The macrophages then present fragments ( epitopes ) of the antigen on the surface at the MHC class II receptors of their cell membrane. Here a distinction is made between endogenous and exogenous substances by MHC class II proteins (self-foreign differentiation). By releasing cytokine IL 1 ( interleukin-1 ), a type of hormone of the macrophages, the T helper cells (CD4 + cells) are brought into contact with the antigen presented on the MHC class with their T cell receptors. II receptor to include. The contact is intensified by CD4 . By releasing interleukin-2 , the activated T helper cells are made to differentiate. As a result, some T helper cells also transform into regulatory T cells, which after some time terminate the immune response by releasing special proteins.
Differentiation phase
An activated T helper cell makes contact with a B lymphocyte, which has recognized the same antigen (B epitope) with the help of its immunoglobulin receptor and now in turn presents the T epitope via MHC class 2 on its surface, and activates it the release of cytokines. The activated B-lymphocyte forms B-plasma cells and B-memory cells. The B memory cells are long-lived and ensure a faster and more effective immune response in secondary contact with the antigen. The B plasma cells produce antibodies that render the pathogen harmless. The production of these antibodies takes place in the rough endoplasmic reticulum (ER). There a kind of “basic shape” is translated on the ribosomes, which can only bind to the epitopes of the antigens through the use of specific enzymes that cut the variable epitopes according to the template (the epitopes of the antigens).
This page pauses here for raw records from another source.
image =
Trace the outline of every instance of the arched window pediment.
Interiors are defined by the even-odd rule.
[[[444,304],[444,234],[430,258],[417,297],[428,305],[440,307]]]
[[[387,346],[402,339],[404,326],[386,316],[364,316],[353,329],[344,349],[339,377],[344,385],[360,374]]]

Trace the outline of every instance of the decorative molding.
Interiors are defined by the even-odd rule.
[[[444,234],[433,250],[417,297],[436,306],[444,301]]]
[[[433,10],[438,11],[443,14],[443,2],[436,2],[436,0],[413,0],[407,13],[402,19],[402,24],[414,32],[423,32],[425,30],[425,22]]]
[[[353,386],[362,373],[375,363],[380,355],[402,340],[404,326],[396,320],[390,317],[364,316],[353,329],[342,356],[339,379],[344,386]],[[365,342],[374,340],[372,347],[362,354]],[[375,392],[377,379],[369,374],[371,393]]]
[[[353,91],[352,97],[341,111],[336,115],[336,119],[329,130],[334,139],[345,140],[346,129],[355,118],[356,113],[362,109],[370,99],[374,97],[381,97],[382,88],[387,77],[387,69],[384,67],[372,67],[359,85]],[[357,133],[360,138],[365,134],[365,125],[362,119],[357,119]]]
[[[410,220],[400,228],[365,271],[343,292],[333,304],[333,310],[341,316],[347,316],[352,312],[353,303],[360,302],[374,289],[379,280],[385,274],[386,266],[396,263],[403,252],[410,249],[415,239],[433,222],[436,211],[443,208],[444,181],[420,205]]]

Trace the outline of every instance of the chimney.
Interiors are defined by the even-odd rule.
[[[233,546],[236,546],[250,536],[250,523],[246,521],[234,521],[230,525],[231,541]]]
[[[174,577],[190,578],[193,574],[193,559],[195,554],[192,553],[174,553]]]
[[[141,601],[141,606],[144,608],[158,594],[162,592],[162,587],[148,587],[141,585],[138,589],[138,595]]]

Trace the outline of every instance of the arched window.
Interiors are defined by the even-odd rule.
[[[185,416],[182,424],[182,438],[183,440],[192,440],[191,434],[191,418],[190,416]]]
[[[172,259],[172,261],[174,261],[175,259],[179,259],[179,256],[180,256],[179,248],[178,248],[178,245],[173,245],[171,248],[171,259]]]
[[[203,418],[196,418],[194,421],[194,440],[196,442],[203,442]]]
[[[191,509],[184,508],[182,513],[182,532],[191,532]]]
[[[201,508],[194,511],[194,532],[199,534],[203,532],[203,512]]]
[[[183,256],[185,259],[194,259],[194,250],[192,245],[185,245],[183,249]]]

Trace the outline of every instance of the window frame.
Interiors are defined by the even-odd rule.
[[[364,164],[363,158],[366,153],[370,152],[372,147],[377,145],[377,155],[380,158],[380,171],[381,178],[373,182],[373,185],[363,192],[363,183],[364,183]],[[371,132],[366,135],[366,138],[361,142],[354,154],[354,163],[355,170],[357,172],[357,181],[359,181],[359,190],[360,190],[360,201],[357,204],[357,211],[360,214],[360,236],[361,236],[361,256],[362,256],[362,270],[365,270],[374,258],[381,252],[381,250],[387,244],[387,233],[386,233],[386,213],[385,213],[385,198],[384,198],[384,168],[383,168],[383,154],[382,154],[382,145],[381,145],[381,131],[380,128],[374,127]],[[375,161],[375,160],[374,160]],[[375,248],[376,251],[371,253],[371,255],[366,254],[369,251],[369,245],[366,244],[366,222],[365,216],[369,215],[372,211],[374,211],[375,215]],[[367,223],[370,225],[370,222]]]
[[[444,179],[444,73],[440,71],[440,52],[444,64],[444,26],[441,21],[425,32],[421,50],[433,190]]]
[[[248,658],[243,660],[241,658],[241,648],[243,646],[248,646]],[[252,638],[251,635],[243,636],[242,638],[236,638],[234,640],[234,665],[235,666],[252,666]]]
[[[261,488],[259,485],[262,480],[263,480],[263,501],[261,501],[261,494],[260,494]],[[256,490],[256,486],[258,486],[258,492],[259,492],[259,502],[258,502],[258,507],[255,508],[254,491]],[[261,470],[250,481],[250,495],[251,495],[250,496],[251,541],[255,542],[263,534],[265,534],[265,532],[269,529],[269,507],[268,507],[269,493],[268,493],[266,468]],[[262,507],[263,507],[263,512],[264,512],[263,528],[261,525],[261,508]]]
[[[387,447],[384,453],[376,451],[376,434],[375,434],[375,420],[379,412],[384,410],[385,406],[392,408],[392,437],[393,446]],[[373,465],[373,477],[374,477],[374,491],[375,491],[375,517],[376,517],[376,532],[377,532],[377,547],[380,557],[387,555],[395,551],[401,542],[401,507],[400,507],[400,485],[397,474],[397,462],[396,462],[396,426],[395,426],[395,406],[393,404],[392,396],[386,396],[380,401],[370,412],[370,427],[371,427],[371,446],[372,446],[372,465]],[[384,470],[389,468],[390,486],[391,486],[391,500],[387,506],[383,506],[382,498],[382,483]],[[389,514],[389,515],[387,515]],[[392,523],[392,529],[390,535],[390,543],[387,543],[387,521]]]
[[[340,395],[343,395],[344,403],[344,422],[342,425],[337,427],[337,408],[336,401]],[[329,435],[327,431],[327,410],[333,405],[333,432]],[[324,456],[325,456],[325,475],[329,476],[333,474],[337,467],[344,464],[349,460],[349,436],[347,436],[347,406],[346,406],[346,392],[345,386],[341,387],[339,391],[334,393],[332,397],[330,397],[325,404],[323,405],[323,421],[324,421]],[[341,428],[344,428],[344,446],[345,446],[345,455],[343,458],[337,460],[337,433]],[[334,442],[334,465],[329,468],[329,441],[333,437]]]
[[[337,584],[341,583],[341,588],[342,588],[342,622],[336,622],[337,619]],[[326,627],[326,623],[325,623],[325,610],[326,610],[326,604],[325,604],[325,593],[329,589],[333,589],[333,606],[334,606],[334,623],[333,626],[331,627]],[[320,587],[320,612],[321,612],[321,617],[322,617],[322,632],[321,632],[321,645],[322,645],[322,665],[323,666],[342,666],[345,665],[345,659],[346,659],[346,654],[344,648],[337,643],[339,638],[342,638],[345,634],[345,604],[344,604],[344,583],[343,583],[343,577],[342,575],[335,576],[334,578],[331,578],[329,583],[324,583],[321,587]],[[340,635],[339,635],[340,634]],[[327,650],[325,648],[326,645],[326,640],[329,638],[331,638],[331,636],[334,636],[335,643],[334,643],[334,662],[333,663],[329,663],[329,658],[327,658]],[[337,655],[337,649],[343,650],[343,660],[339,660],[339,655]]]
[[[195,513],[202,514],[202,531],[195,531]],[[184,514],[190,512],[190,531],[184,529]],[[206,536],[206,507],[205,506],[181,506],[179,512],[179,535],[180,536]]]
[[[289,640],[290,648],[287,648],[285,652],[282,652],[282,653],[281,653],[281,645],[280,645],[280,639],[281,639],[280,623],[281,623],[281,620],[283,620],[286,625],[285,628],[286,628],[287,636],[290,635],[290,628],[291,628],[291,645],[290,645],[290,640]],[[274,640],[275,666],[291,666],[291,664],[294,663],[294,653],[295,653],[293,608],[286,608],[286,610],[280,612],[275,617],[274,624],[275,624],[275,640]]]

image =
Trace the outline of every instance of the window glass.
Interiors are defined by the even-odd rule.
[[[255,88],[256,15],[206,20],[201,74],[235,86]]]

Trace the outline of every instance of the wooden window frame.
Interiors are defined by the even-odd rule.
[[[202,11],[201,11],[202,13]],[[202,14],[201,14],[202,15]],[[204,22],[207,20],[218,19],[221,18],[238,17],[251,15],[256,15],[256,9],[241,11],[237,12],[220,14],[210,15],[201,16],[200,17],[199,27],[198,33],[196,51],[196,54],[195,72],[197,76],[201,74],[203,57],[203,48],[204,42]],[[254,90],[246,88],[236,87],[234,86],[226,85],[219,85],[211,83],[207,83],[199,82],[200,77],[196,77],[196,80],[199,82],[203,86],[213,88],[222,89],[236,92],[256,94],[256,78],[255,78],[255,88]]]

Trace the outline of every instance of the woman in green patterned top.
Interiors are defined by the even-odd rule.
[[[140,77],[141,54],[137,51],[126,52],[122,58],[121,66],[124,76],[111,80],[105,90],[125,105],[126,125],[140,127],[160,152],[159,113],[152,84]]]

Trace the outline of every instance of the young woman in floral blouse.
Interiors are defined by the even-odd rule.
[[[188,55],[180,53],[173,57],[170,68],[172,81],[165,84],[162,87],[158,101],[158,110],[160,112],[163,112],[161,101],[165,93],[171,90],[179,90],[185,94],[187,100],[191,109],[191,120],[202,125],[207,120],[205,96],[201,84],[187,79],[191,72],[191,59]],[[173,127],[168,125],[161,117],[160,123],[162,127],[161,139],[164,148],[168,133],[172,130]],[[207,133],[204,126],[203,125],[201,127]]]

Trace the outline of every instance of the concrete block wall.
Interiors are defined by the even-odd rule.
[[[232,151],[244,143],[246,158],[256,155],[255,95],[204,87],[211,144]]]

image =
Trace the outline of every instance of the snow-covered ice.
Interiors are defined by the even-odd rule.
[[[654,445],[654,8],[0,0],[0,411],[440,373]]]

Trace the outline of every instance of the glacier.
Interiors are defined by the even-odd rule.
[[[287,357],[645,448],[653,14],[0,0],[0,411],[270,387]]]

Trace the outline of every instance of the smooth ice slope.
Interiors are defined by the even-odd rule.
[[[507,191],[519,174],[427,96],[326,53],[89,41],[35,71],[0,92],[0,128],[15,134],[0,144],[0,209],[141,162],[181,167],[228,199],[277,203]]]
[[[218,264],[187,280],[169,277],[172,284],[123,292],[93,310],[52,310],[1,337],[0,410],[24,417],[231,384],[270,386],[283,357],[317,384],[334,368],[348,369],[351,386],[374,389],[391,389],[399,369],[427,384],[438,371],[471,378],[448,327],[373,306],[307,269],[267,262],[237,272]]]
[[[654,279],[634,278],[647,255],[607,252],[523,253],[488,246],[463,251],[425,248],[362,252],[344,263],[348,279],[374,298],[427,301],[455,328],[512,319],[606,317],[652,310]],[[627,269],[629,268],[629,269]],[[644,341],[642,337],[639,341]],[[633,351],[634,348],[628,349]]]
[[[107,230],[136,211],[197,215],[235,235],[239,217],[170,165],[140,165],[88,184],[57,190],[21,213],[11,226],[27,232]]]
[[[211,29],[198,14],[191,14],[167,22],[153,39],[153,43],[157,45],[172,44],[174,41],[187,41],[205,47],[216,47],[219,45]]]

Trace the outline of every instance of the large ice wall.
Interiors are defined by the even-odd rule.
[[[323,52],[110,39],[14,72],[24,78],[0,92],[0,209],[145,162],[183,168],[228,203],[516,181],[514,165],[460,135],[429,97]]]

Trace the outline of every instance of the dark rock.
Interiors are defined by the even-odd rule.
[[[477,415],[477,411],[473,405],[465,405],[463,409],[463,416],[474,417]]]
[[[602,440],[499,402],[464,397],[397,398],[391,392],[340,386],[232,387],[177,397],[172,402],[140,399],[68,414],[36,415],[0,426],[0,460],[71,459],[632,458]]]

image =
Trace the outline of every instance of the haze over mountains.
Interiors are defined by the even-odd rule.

From the primary contact with an antigen to the occurrence of relevant amounts of antibodies, it typically takes several days in humans, but depending on the antigen and many other factors, weeks (latency period).
Effector phase
Antigen-antibody reaction : Antibodies bind a specific epitope on the antigens through their variable but specific paratopes. Since an antibody has two identical binding sites, it can bind up to two identical antigen molecules. Conversely, if the antigenic material has several antigenic sites on the same body, a large network (immune complex, see also agglutination ) of antigens and antibodies can result. If antigen-occupied cells are involved, this complex can become so large that it is no longer soluble and precipitates (see also hemagglutination , e.g. in the blood ). The formation of immune complexes activates the complement system . In the other sequence are macrophages which attracted bind to the constant epitopes of the antibodies parts adopt the immune complex by phagocytosis and build these from.
literature
- Charles Janeway , Paul Travers, Mark Walport, Mark Shlomchik: Immunology. 5th edition, Spektrum Akademischer Verlag, Heidelberg 2002, ISBN 3-8274-1079-7 ; Online version in English , 5th edition, 2001.